Tests and Ratings of Attention
If attention problems are indicated in the student’s history, interview, and/or assessment, psychologists at Groves Academy can evaluate the student’s hyperactivity-impulsivity and inattentiveness. Although there is no single test for Attention Deficit Hyperactivity Disorder (ADHD), there are several behavior rating scales and computerized screenings of attention.

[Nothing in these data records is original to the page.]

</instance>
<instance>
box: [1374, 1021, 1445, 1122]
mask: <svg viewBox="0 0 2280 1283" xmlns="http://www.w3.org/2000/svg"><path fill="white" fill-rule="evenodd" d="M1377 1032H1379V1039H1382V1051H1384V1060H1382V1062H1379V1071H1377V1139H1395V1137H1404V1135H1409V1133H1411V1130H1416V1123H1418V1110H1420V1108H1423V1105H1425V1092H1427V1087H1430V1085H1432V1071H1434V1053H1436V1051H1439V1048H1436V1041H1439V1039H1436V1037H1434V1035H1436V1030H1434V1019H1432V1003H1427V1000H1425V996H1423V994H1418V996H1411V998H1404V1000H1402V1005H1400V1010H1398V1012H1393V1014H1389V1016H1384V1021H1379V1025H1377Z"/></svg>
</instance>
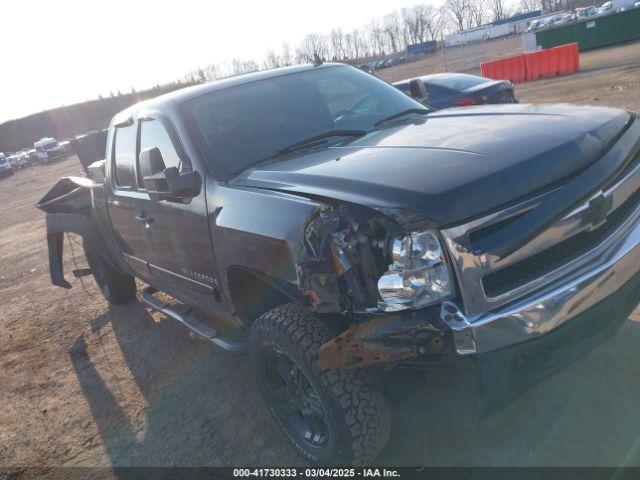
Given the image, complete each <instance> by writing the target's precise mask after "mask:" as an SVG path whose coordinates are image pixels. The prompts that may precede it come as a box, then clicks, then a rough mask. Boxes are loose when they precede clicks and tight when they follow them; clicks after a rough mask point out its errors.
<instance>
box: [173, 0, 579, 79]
mask: <svg viewBox="0 0 640 480" xmlns="http://www.w3.org/2000/svg"><path fill="white" fill-rule="evenodd" d="M563 1H571V0H519V3H516V4H514V3H512V2H511V1H509V0H445V2H444V4H443V5H442V6H440V7H434V6H433V5H423V4H420V5H414V6H412V7H407V8H402V9H398V10H394V11H392V12H390V13H388V14H387V15H384V16H383V17H382V18H373V19H371V20H369V22H368V23H366V24H365V25H364V26H363V27H361V28H357V29H354V30H350V31H344V30H342V29H341V28H334V29H332V30H330V31H328V32H324V33H317V32H314V33H309V34H308V35H306V36H305V37H304V38H303V39H302V41H301V42H300V43H299V44H298V45H297V46H293V47H292V46H291V45H290V44H289V43H284V44H282V45H281V46H280V48H279V49H269V50H268V51H267V52H266V54H265V55H264V56H263V58H262V59H260V60H256V59H248V60H247V59H240V58H234V59H232V60H231V61H230V62H228V63H225V64H221V63H212V64H209V65H205V66H203V67H201V68H197V69H195V70H193V71H191V72H189V73H187V75H185V76H184V77H183V79H182V80H186V81H192V82H206V81H211V80H215V79H217V78H222V77H226V76H232V75H240V74H243V73H249V72H254V71H257V70H267V69H271V68H278V67H284V66H288V65H295V64H300V63H308V62H311V61H313V59H314V57H315V56H316V55H317V56H318V57H320V58H322V59H324V60H333V61H341V62H348V63H356V62H358V61H361V60H365V59H369V58H378V57H382V56H386V55H391V54H398V53H400V52H404V51H406V48H407V45H411V44H416V43H423V42H427V41H439V40H441V39H442V38H443V37H444V36H445V35H448V34H449V33H455V32H461V31H464V30H468V29H470V28H474V27H479V26H482V25H486V24H487V23H491V22H494V21H497V20H502V19H505V18H508V17H510V16H512V15H516V14H518V13H524V12H528V11H532V10H535V9H537V8H540V7H541V6H542V4H541V2H543V3H546V4H548V5H551V4H553V3H554V2H555V3H561V2H563ZM575 1H579V0H575ZM554 9H558V8H557V7H556V8H554Z"/></svg>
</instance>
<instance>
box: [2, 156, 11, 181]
mask: <svg viewBox="0 0 640 480" xmlns="http://www.w3.org/2000/svg"><path fill="white" fill-rule="evenodd" d="M7 175H13V167H12V166H11V164H10V163H9V160H7V157H6V156H5V155H4V153H0V177H6V176H7Z"/></svg>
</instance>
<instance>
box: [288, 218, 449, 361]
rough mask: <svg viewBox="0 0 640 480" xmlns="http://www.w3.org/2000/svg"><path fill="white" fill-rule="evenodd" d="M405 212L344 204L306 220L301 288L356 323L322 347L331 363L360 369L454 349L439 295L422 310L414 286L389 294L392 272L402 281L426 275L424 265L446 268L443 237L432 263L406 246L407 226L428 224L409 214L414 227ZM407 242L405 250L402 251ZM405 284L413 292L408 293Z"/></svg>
mask: <svg viewBox="0 0 640 480" xmlns="http://www.w3.org/2000/svg"><path fill="white" fill-rule="evenodd" d="M397 218H401V219H402V218H403V217H398V216H397V215H396V216H395V217H392V216H389V215H383V214H380V213H378V212H372V211H371V210H370V209H367V208H364V207H358V206H352V205H338V206H324V207H321V208H319V209H318V210H316V211H315V212H314V214H313V215H312V216H311V218H310V219H309V220H308V222H307V223H306V224H305V228H304V242H305V249H306V252H307V254H308V258H309V260H308V261H306V262H303V263H300V264H298V276H299V280H300V291H301V293H302V294H303V295H304V296H305V297H306V298H307V299H308V300H309V303H310V305H311V308H312V309H313V310H315V311H316V312H318V313H342V314H349V315H350V317H349V319H350V322H351V324H350V325H348V326H347V328H346V329H344V326H346V325H343V328H341V329H340V330H339V335H337V336H336V337H335V338H334V339H332V340H331V341H329V342H327V343H326V344H324V345H323V346H322V348H321V349H320V353H319V361H320V364H321V366H323V367H324V368H345V367H350V368H360V367H365V366H367V365H372V364H384V363H394V362H400V361H409V360H413V359H416V358H419V357H423V356H427V355H442V354H444V353H446V352H447V351H453V347H452V345H453V339H452V336H451V334H450V331H451V329H450V328H449V326H448V325H447V323H446V322H445V321H444V320H443V319H442V318H441V315H440V308H439V306H438V305H436V304H435V303H436V302H433V301H431V302H430V299H427V300H426V302H427V303H426V304H425V305H418V306H419V307H420V310H419V311H417V310H416V309H414V308H413V303H412V300H415V299H414V298H412V297H410V293H411V292H413V293H415V291H414V290H415V289H414V290H411V289H412V286H411V285H409V286H408V287H407V288H404V287H403V285H400V286H399V287H397V288H398V289H399V293H398V292H396V293H394V294H393V295H391V296H389V295H388V293H389V291H391V290H390V289H389V287H388V283H389V280H387V279H388V278H389V277H392V278H393V280H397V279H399V280H398V281H399V282H400V283H401V284H402V283H403V282H406V281H409V282H419V281H424V276H423V277H420V274H419V273H416V272H421V271H422V270H424V269H425V268H427V267H425V265H429V267H428V268H432V267H431V266H433V265H440V266H444V267H446V263H445V262H446V260H445V258H444V253H443V250H442V249H441V248H440V246H439V243H438V245H437V248H435V249H433V250H435V251H436V253H433V252H432V251H429V252H427V253H428V254H429V255H431V257H433V256H435V258H431V257H429V259H428V261H427V260H424V261H423V264H424V265H423V264H420V262H418V261H414V260H415V259H413V258H412V257H411V255H412V251H407V250H406V249H407V248H408V249H409V250H412V247H411V245H409V246H408V245H407V240H406V239H407V238H409V239H411V235H412V234H411V233H409V234H407V233H406V232H407V229H408V228H409V229H414V230H416V231H418V232H419V231H420V227H421V226H422V227H423V229H424V224H419V223H416V222H415V216H410V217H409V218H410V219H411V220H412V222H411V224H410V225H408V226H407V224H405V225H403V224H400V223H399V222H398V221H397ZM413 235H414V237H415V235H416V234H415V233H414V234H413ZM402 241H404V242H405V243H404V244H402V246H403V247H404V249H405V251H403V252H402V253H400V252H398V251H396V250H397V249H398V248H399V247H398V245H399V243H398V242H402ZM409 241H410V240H409ZM436 241H438V240H437V239H436ZM394 248H395V250H394ZM422 253H424V252H422ZM425 255H426V254H425ZM418 260H420V259H418ZM444 267H443V268H444ZM447 273H448V270H447ZM409 277H410V280H406V279H407V278H409ZM418 277H420V278H418ZM447 281H448V279H447ZM392 283H393V282H392ZM447 287H449V286H447ZM392 288H393V285H392V287H391V289H392ZM403 288H404V289H403ZM417 288H421V287H417ZM405 291H406V292H409V293H407V295H406V296H405V297H403V296H402V294H403V292H405ZM381 292H382V293H381ZM406 292H405V293H406ZM385 295H386V297H385ZM434 298H435V299H436V300H438V299H439V297H438V298H436V297H434ZM389 299H392V300H393V302H389ZM385 300H386V301H385ZM429 302H430V303H429ZM422 307H429V308H422ZM343 318H344V317H343Z"/></svg>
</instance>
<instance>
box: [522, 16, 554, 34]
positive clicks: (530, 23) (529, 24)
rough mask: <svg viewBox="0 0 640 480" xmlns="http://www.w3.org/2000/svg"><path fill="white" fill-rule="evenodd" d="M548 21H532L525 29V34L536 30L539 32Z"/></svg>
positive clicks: (534, 20)
mask: <svg viewBox="0 0 640 480" xmlns="http://www.w3.org/2000/svg"><path fill="white" fill-rule="evenodd" d="M548 20H549V19H548V18H538V19H536V20H532V21H531V23H530V24H529V26H528V27H527V32H535V31H536V30H540V29H541V28H543V27H545V26H547V22H548Z"/></svg>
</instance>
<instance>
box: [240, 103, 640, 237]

Psychologists at Groves Academy use the following measures:
• Behavior Ratings
• Behavior Assessment System for Children
• Conners’ Parent Rating Scale
• Conners’ Adult ADHD Rating Scales
• Computerized Screenings
• Conners’ Continuous Performance Test, ages 6-adult
Psychologists at Groves Academy will provide parents and guardians with a summary of all assessment procedures, including tests administered. These include any and all formal and informal tests, questionnaires, and any other assessments to be performed by the psychologist. Assessment procedures are determined by the reason for the assessment and by data gathered during assessment.